Tango Argentino > "Argentine" or "Argentinian"

Discussion in 'Tango Argentino' started by Dave Bailey, May 25, 2007.

  1. Dave Bailey

    Dave Bailey New Member

    Is it "Argentine Tango" or "Argentinian Tango"?

    Can't remember if I've asked this before - apologies if so...
  2. Peaches

    Peaches Well-Known Member


    The people are Argentines, the dance is Argentine tango.

    As far as I know, Argentinian isn't ever used for anything.
  3. spectator

    spectator Member

    argentine is a noun, but in the UK we use Argentinean as the adjective. Example: Agentinean "star" Carlos Tevez at West Ham. Argentinean Warship the Belgrano etc. US and UK standard English have differing systems for things like that i think.
  4. Peaches

    Peaches Well-Known Member

    More importantly, imo, is that the Argentines use "Argentine" as an adjective. Well, not really. Argentino...closer to "argentine" than "argentinian." And easier to type and say.
  5. Me

    Me New Member

    Yeah I've only heard the British say 'Argentinian.' A ballroom nimrod around here who thinks he's in the know teaches 'Argenteenian' tango, and straight from the DVIDA videos no less.

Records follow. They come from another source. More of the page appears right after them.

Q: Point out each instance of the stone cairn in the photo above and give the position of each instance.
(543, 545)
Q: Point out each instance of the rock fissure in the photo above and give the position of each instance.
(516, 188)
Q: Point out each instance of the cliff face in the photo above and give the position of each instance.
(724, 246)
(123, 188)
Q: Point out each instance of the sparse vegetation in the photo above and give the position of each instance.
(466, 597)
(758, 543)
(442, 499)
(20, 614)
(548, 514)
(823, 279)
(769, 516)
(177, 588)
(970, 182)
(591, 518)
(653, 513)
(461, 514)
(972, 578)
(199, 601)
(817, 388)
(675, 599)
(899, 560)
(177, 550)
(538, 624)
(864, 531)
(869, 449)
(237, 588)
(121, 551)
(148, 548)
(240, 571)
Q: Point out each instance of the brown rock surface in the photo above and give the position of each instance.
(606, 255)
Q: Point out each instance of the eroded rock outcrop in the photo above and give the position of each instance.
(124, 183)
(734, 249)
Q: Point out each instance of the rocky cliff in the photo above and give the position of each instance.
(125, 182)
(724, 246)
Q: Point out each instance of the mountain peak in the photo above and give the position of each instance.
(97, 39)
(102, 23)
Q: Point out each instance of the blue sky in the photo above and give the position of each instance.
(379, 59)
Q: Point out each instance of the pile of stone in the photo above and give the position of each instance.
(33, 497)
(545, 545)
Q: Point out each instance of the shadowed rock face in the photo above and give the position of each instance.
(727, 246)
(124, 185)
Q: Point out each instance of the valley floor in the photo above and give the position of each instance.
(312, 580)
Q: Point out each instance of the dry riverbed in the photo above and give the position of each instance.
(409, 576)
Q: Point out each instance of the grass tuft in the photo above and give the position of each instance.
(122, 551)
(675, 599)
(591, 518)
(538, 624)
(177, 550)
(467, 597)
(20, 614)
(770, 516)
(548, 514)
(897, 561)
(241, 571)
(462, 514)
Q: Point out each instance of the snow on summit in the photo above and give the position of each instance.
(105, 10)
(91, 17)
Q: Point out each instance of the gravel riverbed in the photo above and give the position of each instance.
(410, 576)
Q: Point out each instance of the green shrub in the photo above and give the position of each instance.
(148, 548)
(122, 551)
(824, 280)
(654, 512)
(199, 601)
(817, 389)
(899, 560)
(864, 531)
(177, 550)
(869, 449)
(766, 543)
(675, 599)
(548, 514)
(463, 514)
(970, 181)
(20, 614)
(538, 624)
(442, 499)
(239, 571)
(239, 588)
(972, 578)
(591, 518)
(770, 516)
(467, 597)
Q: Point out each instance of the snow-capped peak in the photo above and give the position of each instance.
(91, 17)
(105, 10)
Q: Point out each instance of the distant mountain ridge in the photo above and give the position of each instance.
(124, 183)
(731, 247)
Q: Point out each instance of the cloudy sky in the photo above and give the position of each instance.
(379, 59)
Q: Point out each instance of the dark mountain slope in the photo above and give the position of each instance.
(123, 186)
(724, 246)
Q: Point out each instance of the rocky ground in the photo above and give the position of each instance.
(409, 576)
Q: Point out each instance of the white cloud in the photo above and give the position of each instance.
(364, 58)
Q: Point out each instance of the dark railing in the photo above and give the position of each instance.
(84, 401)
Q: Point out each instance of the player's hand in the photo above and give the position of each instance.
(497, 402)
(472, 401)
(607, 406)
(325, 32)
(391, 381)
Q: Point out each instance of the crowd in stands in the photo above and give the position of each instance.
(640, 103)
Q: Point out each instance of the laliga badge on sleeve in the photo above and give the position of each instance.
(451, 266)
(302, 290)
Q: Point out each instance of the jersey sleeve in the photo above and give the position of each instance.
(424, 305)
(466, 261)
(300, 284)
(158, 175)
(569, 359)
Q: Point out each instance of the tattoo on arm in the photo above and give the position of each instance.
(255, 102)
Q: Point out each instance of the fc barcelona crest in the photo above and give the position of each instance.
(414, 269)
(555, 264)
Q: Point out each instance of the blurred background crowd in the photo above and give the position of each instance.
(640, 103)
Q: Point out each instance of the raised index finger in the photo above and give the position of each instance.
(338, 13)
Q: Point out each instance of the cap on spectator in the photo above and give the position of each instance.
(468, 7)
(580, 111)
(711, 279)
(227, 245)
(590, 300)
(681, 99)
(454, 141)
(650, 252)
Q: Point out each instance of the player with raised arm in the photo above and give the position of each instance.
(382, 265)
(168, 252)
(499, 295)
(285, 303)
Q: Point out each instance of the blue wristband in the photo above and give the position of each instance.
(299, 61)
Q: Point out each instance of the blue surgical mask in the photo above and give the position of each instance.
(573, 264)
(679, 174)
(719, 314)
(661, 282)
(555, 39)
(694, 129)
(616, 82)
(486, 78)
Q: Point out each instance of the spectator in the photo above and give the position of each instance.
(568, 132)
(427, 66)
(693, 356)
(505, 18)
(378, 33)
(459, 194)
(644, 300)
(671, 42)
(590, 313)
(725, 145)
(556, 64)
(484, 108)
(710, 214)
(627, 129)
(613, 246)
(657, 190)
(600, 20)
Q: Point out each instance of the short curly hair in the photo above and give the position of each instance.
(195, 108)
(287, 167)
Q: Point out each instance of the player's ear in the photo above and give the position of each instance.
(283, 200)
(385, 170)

    But then again, he uses double negatives and says ain't all the time. :doh:
  6. Twirly

    Twirly New Member

    Interesting, didn't know it was a British thing and had kind of wondered about it myself. I think I would say "Argentinian". But probably "Argentine tango" as a phrase.
  7. spectator

    spectator Member

    It is 'Argentine Tango' because it is called "Argentine tango" by us to differentiate it from ballroom Tango. In Argentina they don't call it Argentine Tango, they call it "Tango" because it doesn't need a qualifier.

    What we call things from other countries comes from what we call the countries for example we don't call french things "francais" or German things "Deutsch". Like I said though it is a historical thing I know people who still say "Rhodesian". In the US you are almost entirely immigrant populations so it seems more natural that groups would refer to things in their original language out of habit, or find something as close as possible to it. But I would imagine if you spoke to an old Virginia family they would use the Anglicised version.

    BTW has anyone heard Carlos Tevez's band?? I want to know if it would be entertaining to use his songs at a Milonga as a cortina or something. It's not Tango music as far as I know...
  8. spectator

    spectator Member

    We say potatoe, you say potatoe, Autumn, Fall, trousers, pants etc etc
  9. Twirly

    Twirly New Member

    I don't think "Argentine" is closer than "Argentinian" to the Spanish "Argentino". In writing sure, but spoken the British version is surely closer.

    ... unless you pronounce the "-tine" [ti:n] rather than [tain]???

    Shall we have a British vs US English contest? :)
  10. bordertangoman

    bordertangoman Well-Known Member

    trousers/pants and fall in the same sentence? a freudian slip??:wink:
  11. spectator

    spectator Member

    reminds me of that old harvest time rhyme:
    Berries ripe,
    nuts be brown,
    petticoats up,
    trousers down.
  12. Ampster

    Ampster Active Member

    I wonder what they're alluding to... Hmmmm :rolleyes:
  13. mikex1337

    mikex1337 New Member

    In Texas it's definitely Argentinian Tango. But I heard that in New York they call it something different. The source of the argument is unclear.
  14. bastet

    bastet Active Member

    I live in TX and have never heard Argentinean used here in any of the cities I've gone to dance or have class...hmmm, intruiging. The only time I have ever heard it used was watching a British "Dancing with the Stars" type show. Mostly, I just say Tango, as anyone who knows me knows I don't mean ballroom. If I think I need to qualify it, then I say Argentine.
  15. Dave Bailey

    Dave Bailey New Member

    :D So many replies...

    I think I use Argentine, or "AT", or "Tango" - depends, I guess.

    Personally, I'd rather call it "Tango", and let the Ballroom Tango-ers distinguish themselves from the original rather than the other way around, but that's probably just being petty.

    Interesting info about the British / American English difference, however, thanks for that.
  16. spectator

    spectator Member

    isn't a difference we both call it Agentine Tango because the whole thing is a noun.
    It's the descriprive form that is different. argentine tango danced by argentinean dancers.
  17. samina

    samina Well-Known Member

    sounds like an aluminum/aluminium sorta thing...
  18. spectator

    spectator Member

    and what's with pronouncing nuclear "noocleer" or "noocular"? but that may be just Bush because he don't understand the words he's reading off the autocue...
  19. Dave Bailey

    Dave Bailey New Member

    Or argentines, even? :)
  20. Peaches

    Peaches Well-Known Member


    Same way that "library" gets pronounced "lie-bary." (Sorry, personal pet peeve.)